Während sie offiziell zwar noch nicht aufgegeben hat, scheinen recht eindeutige Signale aus ihrer unmittelbaren Umgebung und seitens ihres Mannes Bill zu kommen, dass man in ihrem Lager inzwischen auf die Karte „Vizepräsidentschaft“ setzt.

Das berichtet das TIME-Magazin unter Berufung
auf enge Mitarbeiter Clintons:

the war [for Hillary] has been lost.
It also raises the question,
What will Clinton’s terms of surrender
turn out to be? [Aufgabe-Bedingungen]

Her husband, for one, seems to have
a pretty clear idea what he thinks she
should get as a consolation prize.
[Trostpreis]

In Bill Clinton’s view, she has earned nothing short of an offer to be Obama’s running mate, according to some who are close to the former President.

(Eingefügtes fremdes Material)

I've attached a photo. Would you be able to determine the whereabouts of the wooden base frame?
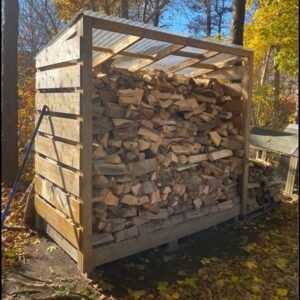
[38,204,241,273]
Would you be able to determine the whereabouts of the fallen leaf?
[276,289,288,297]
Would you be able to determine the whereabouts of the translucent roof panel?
[126,39,172,55]
[181,46,207,54]
[175,67,211,75]
[113,55,152,71]
[201,53,235,65]
[93,29,128,49]
[144,55,190,70]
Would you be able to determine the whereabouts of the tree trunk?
[274,65,280,129]
[1,0,19,185]
[120,0,128,19]
[230,0,246,46]
[206,0,211,37]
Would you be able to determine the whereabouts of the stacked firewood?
[248,160,283,211]
[92,71,244,244]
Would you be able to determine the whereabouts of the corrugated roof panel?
[175,67,202,75]
[144,55,190,70]
[250,127,299,156]
[113,55,145,70]
[180,46,207,54]
[127,39,172,55]
[201,53,235,65]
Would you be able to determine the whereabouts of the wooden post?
[77,17,94,276]
[284,156,298,197]
[241,53,253,216]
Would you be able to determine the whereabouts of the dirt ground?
[2,196,299,300]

Bill „is pushing real hard for this to happen,“ says a friend.

Während aus wahlkampftaktischer Sicht einiges dafür spricht, dass Obama die New Yorker Senatorin an Bord nimmt, gibt es einen bedeutenden Aspekt der dagegen spricht: Obama würde Bill Clinton unweigerlich mit „einkaufen“. Das dürfte schwer zu handhaben sein. Das sieht auch TIME so und zweifelt daher, dass Obama diese Option wählen wird:

Some of Clinton’s own strategists are doubtful that Obama will offer to make her his running mate — in no small part because that would mean bringing Bill aboard.